Lufthansa in favor of more flexibility

While some MEPs, several airlines and part of the general public are calling for an in-depth modification of this policy, the Directorate General for Civil Aviation of the Ministry of Transport in France is not commenting on a long-term reform. Regarding the current slot relief rules taken due to the pandemic, she said that if there is a decision, it will only be an extension of the system, “for a limited time”. To do this, a modification of the European regulation governing airport slots is necessary. “Negotiations will begin in the coming weeks”, said Transport Minister Jean-Baptiste Djebbari on Twitter on January 8. They will concern the winter of 2022. The terms for this summer of 2022 have already been set, at a level of 64% use of slots. Proposals to revise the regulation on airport slots will also be made by the Commission this year, assures the latter.

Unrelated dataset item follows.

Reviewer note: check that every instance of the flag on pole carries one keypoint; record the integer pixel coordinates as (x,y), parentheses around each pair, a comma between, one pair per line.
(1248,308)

“The reduced utilization rate, together with justified non-utilization exceptions, has provided airlines with much-needed protection on their series of slots during this difficult time”, argues the European Commission. For the European branch of Airports Council International too, “Airlines are very well protected against the current uncertainties”. The association invokes, like the Commission, the “justified non-use of slots” : this provision designed to deal with the Covid-19 pandemic allows airlines to drop below 50% of the slots used, if they justify their lack of reservations by total travel bans, movement restrictions, measures quarantine or isolation.